Amanda Knox tearfully told an Italian appeals court Monday she did not kill her British roommate, pleading for the jury to free her so she can return to the United States after four years behind bars..
Earlier on Monday, Amanda Knox frequently paused for breath and fought back tears as she spoke in Italian to the eight members of the jury in a packed courtroom, but managed to maintain her composure during the 10-minute address.
“I’ve lost a friend in the worst, most brutal, most inexplicable way possible,” she said of the 2007 murder of Meredith Kercher, a 21-year-old Briton who shared an apartment with Knox when they were both students in Perugia. “I’m paying with my life for things that I didn’t do.”
“I never hurt anyone, never in my life,” Sollecito said Monday in his own speech to the jury.
Hundreds of eager observers gathered outside the courthouse ahead of the highly anticipated announcement, joining television vans that have been camped out for more than a week. One hundred reporters were being allowed into the subterranean courtroom.
Observers lined the street leading to the courthouse, taking pictures as the two vans carrying Amanda Knox and Sollecito from the prison to the court passed by.

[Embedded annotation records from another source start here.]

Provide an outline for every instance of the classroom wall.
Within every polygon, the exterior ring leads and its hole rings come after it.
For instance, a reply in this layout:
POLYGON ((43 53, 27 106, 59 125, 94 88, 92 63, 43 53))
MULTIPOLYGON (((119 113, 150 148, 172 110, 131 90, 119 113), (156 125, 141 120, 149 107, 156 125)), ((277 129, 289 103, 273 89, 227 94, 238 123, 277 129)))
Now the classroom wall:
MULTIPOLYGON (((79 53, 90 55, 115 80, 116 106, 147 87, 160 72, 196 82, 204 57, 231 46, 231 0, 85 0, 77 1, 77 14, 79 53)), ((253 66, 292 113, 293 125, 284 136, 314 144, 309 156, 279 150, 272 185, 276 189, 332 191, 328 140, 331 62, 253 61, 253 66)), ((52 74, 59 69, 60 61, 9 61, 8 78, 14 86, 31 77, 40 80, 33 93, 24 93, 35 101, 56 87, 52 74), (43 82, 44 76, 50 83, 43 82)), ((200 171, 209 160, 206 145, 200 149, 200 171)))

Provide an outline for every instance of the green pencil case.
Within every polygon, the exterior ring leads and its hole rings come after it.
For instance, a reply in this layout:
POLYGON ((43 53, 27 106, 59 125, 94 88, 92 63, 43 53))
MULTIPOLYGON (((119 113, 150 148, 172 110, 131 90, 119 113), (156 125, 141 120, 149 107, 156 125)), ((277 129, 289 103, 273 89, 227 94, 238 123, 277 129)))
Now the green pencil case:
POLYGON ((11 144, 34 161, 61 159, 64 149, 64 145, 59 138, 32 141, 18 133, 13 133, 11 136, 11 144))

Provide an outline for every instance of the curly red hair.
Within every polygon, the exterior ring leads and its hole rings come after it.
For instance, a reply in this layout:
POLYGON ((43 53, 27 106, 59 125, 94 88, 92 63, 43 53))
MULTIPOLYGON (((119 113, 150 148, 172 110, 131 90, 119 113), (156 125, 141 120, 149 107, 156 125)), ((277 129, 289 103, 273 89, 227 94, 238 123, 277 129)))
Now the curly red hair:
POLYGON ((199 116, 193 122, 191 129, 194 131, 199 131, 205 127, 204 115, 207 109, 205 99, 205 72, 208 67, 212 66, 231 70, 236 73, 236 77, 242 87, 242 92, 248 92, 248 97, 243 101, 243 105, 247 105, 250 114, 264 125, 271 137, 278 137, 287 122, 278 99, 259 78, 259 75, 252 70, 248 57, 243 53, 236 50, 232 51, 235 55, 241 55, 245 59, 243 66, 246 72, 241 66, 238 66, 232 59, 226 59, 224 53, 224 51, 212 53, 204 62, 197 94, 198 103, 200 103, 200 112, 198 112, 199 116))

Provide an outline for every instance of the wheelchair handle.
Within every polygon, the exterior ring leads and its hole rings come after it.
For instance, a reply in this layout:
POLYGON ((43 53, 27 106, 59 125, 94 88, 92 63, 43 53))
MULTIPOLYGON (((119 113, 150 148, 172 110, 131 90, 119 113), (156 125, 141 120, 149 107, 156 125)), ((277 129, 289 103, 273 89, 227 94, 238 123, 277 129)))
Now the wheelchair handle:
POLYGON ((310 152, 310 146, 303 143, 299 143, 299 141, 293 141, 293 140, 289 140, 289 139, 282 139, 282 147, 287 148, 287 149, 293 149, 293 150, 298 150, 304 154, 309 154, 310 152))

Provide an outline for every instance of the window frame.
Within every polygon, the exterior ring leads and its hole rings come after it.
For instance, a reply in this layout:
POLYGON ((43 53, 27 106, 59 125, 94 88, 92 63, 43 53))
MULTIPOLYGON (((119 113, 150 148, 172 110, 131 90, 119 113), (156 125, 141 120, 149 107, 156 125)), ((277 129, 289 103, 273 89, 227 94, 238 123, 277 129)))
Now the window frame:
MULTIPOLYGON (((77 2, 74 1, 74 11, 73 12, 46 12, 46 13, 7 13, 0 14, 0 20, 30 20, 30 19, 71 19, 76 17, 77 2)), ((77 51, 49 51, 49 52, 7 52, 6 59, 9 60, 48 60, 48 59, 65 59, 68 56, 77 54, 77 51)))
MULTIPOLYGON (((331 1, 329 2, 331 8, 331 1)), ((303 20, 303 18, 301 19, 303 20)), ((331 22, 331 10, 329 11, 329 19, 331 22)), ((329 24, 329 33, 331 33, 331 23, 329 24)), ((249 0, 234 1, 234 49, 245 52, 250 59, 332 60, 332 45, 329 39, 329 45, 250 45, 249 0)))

Kercher’s mother, sister and a brother traveled to Perugia for the verdict. They have expressed worry over the possibility of an acquittal but told reporters as deliberations were under way that they hoped the jury would do the right thing and not be influenced by the media’s focus on the case.
In Seattle, Washington, Knox’s hometown, supporters of hers gathered to watch TV coverage of the verdict.
The trial has captivated audiences worldwide: Amanda Knox, the 24-year-old American, and Sollecito, a soft-spoken Italian, were convicted of murdering a fellow student in what the lower court said had begun as a drug-fueled sexual assault.
Prosecutors maintain that Knox’s DNA was found on the handle of a kitchen knife believed to be the murder weapon, and that Kercher’s DNA was found on the blade. They said Sollecito’s DNA was on the clasp of Kercher’s bra as part of a mix of evidence that also included the victim’s genetic profile.
But the independent review — ordered at the request of the defense, which had always disputed those findings — reached a different conclusion.
The two experts found that police conducting the investigation had made glaring errors in evidence-collecting and that below-standard testing and possible contamination raised doubts over the attribution of DNA traces, both on the blade and on the bra clasp, which was collected from the crime scene 46 days after the murder.
The review was crucial in the case because no motive has emerged and witness testimony was contradictory. It was a huge boost for the defense’s hope and a potentially fatal blow for the prosecution.
The prosecutors, however, refute the review and stand by their original conclusions.